In Biel eröffnet im Sommer das zweite Mädchenhaus der Schweiz
Ab diesem Juni finden von physischer, psychischer oder sexueller Gewalt betroffene Mädchen und junge Frauen an einer geschützten Adresse in Biel eine sichere Unterkunft und Betreuung. Es ist schweizweit erst das zweite spezialisierte Angebot dieser Art.
(Keystone-SDA) Die Eröffnung des Mädchenhauses Biel-Bienne sei ein konkreter Beitrag zum Schutz von Frauen und minderjährigen Mädchen vor allen Formen von Gewalt, sagte Manuela Schild, die Geschäftsleiterin des Vereins «Solidarité femmes Biel und Region», am Mittwoch an einer Medienkonferenz in Biel.
Mit von der Partie war auch der Verein «MädchenHousepourFilles», der sich in den letzten 15 Jahren für ein zweisprachiges Mädchenhaus in Biel einsetzte.
Das spezialisierte Angebot bietet ab Juni sechs bis acht Mädchen und jungen Frauen zwischen 14 und 20 Jahren eine sichere Unterkunft und Betreuung. Das zweisprachige Pilotprojekt wird während drei Jahren von «Solidarité femmes Biel und Region» im Auftrag des Kantons Bern geführt. Der Verein ist eine vom Kanton anerkannte Opferhilfestelle.
Vierzig zusätzliche Schutzplätze für Mädchen und junge Frauen werden schätzungsweise schweizweit gebraucht, sagte Schild weiter. Mit dem zweisprachigen Mädchenhaus an der deutsch-französischen Sprachgrenze in Biel erfolge nun eine dringend notwendige Erweiterung des bestehenden Angebots.
Kanton gibt Aufenthaltsdauer vor
Bisher gab es erst in Zürich ein solches Angebot. Es bot sieben Plätze für Mädchen und junge Frauen, die akut von Gewalt bedroht sind. Aus Platzmangel hatte das Mädchenhaus Zürich 2024 aber hundert Jugendliche weiterverweisen müssen.
Anders als es etwa im Mädchenhaus Zürich oder in Frauenhäusern der Fall ist, dürfen sich minderjährige Mädchen künftig nicht drei Monate, sondern maximal drei Wochen in der Schutzunterkunft in Biel aufhalten.
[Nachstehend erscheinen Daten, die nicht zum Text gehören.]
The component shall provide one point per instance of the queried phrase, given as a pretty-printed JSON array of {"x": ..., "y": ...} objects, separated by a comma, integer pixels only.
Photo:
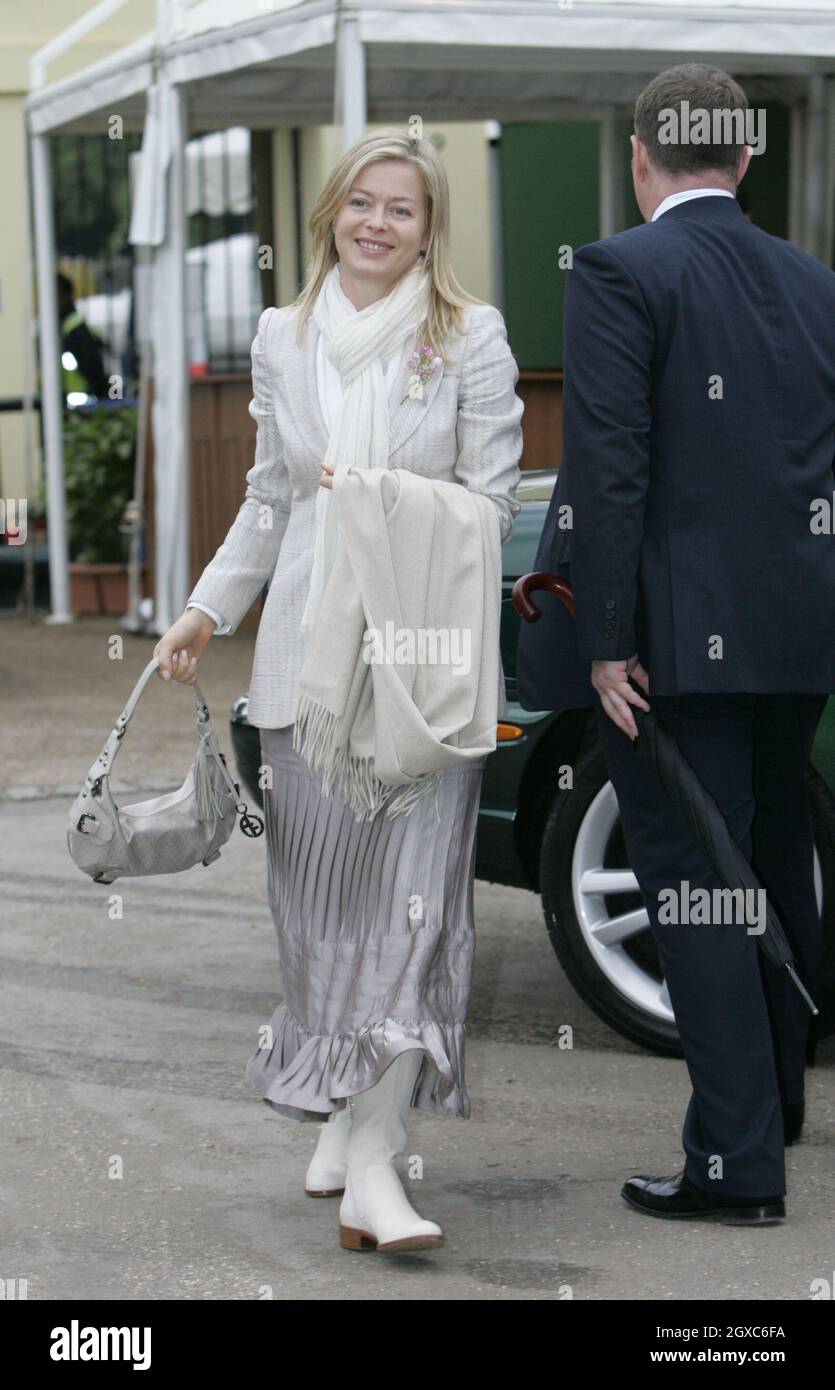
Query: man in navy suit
[{"x": 693, "y": 516}]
Diese Aufenthaltsdauer hat die Berner Gesundheits-, Sozial- und Integrationsdirektion festgelegt.
Hier liege laut Schild die Herausforderung des Pilotprojekts: Innert 21 Tagen eine geeignete Anschlusslösung für die Mädchen zu finden, sei sowohl rechtlich als auch aus fachlicher und praktischer Sicht unrealistisch.
So bleibe nur wenig Zeit, eine Vertrauensbeziehung aufzubauen und gemeinsam mit den Mädchen eine Zukunftsperspektive zu erarbeiten. Das wiederum, so fürchtet Schild, könnte die Wirksamkeit der Schutzmassnahme gefährden.
Lasse sich innert 21 Tagen keine geeignete Anschlusslösung für die minderjährigen Mädchen finden, könne die Aufenthaltsdauer aber verlängert werden. Jungen Frauen ab 18 Jahren wird das Mädchenhaus Biel-Bienne bis zu drei Monate Schutz bieten.
Die Schweiz hatte sich 2018 mit dem Beitritt zur Istanbul-Konvention gesetzlich verpflichtet, Frauen und minderjährige Mädchen vor Gewalt zu schützen.